(a) Here is my typed solution:
We have the Dirichlet problem \begin{equation}
\begin{cases}
u_t = ku_{xx} & x>0, t>0 \\
u|_{t=0} = g(x) \\
u|_{x=0} = 0
\end{cases}
\label{eq:problem}
\end{equation}
By method of continuation, we extend the initial function to the full line (recalling the odd extension for Dirichlet problems): \begin{equation}
g_{extended}(x) = \begin{cases} g(x) & x>0 \\
-g(-x) & x<0 \\
0 & x=0
\label{eq:gext}
\end{cases}
\end{equation}
So for the entire line (i.e. $-\infty<x<\infty$), we arrive at a solution with the formula as given in the textbook; call it w. The solution to the given problem \ref{eq:problem} will just be this solution in the region of x>0. \begin{equation}
w(x,t) = \int_{-\infty}^{\infty} G(x,y,t)g_{extended}(y)dy
\end{equation}
So using the definition of $g_{extended}$ as given in \ref{eq:gext}, we can rewrite this as: \begin{equation}
w(x,t) = \int_{0}^{\infty} G(x,y,t)g(y)dy - \int_{-\infty}^{0} G(x,y,t)g(-y)dy
\end{equation}
In the second equation above, let's make a change of variables from -y to y.
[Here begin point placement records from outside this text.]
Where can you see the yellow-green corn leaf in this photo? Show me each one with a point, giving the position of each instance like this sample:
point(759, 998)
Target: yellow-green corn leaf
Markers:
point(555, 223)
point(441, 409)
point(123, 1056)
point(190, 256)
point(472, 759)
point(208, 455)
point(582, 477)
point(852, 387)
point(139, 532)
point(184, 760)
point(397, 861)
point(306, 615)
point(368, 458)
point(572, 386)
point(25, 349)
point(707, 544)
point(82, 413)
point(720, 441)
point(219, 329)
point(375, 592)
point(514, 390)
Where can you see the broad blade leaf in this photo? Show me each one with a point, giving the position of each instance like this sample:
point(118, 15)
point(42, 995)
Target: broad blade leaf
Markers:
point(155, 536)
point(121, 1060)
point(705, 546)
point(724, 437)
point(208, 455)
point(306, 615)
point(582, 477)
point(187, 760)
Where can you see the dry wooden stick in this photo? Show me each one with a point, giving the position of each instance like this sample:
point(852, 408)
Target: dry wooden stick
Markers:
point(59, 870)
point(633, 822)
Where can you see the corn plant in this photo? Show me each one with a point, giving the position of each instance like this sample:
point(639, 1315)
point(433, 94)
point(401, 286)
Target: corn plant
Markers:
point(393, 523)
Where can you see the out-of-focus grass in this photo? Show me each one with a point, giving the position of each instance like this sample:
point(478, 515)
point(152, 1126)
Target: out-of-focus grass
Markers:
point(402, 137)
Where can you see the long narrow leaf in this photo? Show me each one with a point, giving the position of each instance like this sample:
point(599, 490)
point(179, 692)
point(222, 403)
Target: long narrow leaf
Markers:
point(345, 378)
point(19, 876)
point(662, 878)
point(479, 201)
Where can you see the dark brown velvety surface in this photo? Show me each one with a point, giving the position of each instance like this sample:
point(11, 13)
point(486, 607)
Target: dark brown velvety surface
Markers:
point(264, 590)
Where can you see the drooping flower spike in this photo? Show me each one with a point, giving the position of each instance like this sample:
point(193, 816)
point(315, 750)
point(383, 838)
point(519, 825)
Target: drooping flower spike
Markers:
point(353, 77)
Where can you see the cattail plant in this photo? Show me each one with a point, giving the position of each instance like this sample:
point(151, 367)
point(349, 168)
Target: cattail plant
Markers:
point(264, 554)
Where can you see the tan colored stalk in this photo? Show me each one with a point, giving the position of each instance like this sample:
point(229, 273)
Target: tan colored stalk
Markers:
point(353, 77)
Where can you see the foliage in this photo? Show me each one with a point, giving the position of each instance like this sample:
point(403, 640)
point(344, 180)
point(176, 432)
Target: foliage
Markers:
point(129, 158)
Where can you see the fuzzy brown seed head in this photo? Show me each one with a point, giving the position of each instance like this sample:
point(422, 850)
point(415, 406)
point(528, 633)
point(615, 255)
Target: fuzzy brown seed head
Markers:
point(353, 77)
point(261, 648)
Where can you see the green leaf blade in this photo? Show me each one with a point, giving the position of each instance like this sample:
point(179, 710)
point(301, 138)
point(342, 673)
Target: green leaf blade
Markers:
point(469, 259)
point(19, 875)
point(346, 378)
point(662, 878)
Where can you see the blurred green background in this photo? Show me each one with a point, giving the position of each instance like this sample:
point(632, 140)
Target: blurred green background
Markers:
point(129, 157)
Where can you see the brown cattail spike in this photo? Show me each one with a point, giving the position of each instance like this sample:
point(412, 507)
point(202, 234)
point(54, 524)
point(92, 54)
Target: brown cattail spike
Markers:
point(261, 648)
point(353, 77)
Then this yields: \begin{equation}
w(x,t) = \int_0^{\infty}[G(x,y,t) - G(x, -y, t)]g(y)dy \end{equation}
This is our solution. Written in terms of the definition of G, we arrive at the final solution to \ref{eq:problem}: \begin{equation}
u(x,t) = \frac{1}{2\sqrt{\pi{}kt}}\int_0^{\infty}[e^{-(x-y)^2/(4kt)} - e^{-(x+y)^2/(4kt)}]g(y)dy \end{equation}
(b) Part (b) is very similar, only here we have a Neumann problem: \begin{equation}
\begin{cases}
u_t = ku_{xx} & x>0, t>0 \\
u|{t=0} = g(x) \\
u_x|{x=0} = 0
\end{cases}
\label{eq:neumann}
\end{equation}
Recall that for Neumann problems, the continuation is even. So we write the extension of the initial function to the entire line: \begin{equation}
g_{extended}(x) = \begin{cases} g(x) & x \geq 0 \\
g(-x) & x \leq 0 \end{cases}
\label{eq:geven}
\end{equation}
Proceeding similarly as in part (a), the solution for the whole line will be: \begin{equation}
w(x,t) = \int_{-\infty}^{\infty} G(x,y,t)g_{extended}(y)dy
\end{equation}
The solution to \ref{eq:neumann} will just be this solution in the region x>0.
So let's write this in terms of the definition in \ref{eq:geven}: \begin{equation}
w(x,t) = \int_{0}^{\infty} G(x,y,t)g(y)dy + \int_{-\infty}^{0} G(x,y,t)g(-y)dy
\end{equation}
Let's again make the change of variables, from -y to y. We arrive at: \begin{equation}
w(x,t) = \int_{0}^{\infty} [G(x,y,t) + G(x,-y,t)]g(y)dy
\end{equation}
Using the definition of G as before, we arrive at the final solution to \ref{eq:neumann}: \begin{equation}
u(x,t) = \frac{1}{2\sqrt{\pi{}kt}}\int_0^{\infty}[e^{-(x-y)^2/(4kt)} + e^{-(x+y)^2/(4kt)}]g(y)dy \end{equation}